Investors are likely to switch from expensive funds into those with more competitive fees in the next two years, according to a survey of 100 institutional investors and wealth managers.
Out of this group, a third think there will be a dramatic switch and just over half think there will be a slight increase.
Levels of reporting and transparency are also expected to figure more strongly among investors, with 42% of those surveyed anticipating a dramatic increase in investment outflows from funds with lower quality reporting and a further 32% believing there will be a slight increase.
Institutional investors, wealth managers and family offices to demand greater levels of transparency and reporting from the fund managers they use, 94% of survey respondents said, with 77% saying the focus they place on trying to reduce fees will also increase.
The survey was commissioned by Global Palladium Fund (GPF), which says its four ETCs listed on the London Stock Exchange and Xetra are the first in the industry to use blockchain technology to record bar information into distributed ledger technology.

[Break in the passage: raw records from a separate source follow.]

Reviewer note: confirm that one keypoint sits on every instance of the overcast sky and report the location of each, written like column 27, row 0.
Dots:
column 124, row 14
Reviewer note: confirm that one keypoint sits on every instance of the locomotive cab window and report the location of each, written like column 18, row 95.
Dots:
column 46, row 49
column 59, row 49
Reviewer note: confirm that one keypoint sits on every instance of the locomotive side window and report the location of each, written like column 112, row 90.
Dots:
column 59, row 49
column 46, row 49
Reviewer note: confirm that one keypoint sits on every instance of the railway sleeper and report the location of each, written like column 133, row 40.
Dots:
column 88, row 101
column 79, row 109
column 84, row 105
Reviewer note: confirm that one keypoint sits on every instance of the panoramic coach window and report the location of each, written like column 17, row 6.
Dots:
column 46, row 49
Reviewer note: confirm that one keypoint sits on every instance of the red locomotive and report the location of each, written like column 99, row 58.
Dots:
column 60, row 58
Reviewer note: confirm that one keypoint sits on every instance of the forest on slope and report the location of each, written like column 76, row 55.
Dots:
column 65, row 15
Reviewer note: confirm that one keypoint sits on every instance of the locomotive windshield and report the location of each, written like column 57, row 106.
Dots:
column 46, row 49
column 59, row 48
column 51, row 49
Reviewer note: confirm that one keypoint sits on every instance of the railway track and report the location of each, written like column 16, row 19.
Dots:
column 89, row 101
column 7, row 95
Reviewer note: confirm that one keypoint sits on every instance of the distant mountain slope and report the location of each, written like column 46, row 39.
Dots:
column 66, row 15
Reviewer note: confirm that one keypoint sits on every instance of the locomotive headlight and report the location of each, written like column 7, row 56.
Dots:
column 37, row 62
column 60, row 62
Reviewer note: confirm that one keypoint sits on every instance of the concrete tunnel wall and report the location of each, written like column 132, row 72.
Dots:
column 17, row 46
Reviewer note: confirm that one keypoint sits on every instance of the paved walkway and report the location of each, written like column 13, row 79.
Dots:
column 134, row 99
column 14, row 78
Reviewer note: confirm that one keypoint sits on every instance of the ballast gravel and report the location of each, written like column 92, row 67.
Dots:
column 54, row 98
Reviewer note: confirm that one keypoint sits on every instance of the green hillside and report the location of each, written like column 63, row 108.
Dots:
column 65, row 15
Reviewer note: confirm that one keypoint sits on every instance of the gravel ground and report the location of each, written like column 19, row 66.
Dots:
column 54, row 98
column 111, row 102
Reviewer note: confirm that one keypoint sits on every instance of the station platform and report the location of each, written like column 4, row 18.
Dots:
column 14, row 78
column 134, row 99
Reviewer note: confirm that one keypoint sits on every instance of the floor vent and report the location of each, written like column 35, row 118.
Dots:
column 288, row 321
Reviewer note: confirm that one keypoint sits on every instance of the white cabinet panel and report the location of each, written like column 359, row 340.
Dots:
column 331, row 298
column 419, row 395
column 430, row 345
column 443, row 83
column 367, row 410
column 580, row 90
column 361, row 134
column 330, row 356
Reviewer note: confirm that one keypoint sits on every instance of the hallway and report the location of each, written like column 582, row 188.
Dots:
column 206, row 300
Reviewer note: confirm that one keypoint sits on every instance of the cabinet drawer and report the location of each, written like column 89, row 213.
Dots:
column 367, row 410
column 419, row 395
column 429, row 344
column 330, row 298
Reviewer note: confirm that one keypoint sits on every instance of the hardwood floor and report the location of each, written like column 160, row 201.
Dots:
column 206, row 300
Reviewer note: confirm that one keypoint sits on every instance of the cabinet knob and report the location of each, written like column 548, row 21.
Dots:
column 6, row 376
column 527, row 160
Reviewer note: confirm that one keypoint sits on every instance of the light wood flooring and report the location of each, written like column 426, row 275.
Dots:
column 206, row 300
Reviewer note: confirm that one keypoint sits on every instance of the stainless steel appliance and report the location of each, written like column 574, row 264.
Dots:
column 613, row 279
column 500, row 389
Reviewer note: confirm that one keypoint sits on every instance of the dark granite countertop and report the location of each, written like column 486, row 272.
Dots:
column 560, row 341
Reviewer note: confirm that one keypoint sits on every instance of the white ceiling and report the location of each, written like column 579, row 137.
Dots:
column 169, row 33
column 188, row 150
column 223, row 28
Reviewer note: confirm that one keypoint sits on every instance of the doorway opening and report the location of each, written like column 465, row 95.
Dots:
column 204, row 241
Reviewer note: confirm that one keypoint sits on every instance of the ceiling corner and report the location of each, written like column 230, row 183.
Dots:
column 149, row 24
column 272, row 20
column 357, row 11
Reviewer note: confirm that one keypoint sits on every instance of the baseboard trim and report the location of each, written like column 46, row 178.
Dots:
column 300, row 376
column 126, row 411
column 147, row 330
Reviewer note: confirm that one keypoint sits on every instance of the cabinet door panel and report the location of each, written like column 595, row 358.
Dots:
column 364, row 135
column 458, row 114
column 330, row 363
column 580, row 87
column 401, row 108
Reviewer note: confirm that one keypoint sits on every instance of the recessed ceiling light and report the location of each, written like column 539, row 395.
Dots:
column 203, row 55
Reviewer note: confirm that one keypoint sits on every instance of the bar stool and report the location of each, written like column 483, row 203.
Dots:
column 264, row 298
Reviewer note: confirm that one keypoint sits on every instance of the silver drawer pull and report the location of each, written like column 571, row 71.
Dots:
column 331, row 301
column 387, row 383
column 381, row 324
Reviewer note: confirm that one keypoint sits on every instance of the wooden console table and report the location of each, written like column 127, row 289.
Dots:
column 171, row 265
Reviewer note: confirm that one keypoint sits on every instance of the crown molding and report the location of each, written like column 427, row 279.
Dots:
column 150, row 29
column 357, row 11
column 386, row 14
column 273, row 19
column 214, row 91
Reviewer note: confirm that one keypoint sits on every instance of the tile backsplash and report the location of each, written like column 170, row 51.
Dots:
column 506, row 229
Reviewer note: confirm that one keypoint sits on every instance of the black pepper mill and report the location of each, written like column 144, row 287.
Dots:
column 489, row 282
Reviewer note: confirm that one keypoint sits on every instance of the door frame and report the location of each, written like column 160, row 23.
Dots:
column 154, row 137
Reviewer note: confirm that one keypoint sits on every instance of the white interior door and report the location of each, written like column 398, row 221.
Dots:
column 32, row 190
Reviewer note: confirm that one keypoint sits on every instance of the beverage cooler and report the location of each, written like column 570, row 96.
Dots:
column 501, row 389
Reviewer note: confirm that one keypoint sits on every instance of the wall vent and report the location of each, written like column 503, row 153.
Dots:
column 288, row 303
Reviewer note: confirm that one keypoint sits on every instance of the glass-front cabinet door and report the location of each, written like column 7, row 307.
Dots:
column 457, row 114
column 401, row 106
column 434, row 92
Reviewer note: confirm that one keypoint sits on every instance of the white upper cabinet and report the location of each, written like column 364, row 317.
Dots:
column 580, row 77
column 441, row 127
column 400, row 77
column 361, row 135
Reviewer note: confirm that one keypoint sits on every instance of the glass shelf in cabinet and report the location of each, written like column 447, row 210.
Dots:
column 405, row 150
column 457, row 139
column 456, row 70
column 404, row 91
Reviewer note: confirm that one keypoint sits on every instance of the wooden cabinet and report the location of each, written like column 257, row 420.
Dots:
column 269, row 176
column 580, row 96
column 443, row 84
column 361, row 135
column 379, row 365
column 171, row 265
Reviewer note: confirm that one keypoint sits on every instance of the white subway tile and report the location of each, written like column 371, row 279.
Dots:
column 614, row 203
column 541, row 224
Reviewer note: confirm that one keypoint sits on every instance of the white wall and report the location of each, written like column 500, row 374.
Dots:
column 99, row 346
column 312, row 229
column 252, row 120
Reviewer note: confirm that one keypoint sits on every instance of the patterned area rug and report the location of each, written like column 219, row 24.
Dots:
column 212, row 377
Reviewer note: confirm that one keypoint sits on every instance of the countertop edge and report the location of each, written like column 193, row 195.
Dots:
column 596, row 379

Alexander Stoyanov, chief executive officer of GPF, said: “There is a growing number of funds available to investors, who at the same time are becoming more sophisticated in what they want from fund managers. Having very competitive fees and high levels of reporting and transparency are now just as important for fund managers to have as their stock selection and investment theme strategies.”
He noted that GPF’s four metal exchange-traded commodities have the lowest charges in Europe.
The ETC are all marketed and distributed by NTree International, whose chief executive Timothy Harvey said he expected blockchain to become a key part of the proposition for all successful fund managers in the near future.
“The technology can dramatically enhance every aspect of a fund manager’s business from trading to reporting and meeting regulatory requirements.”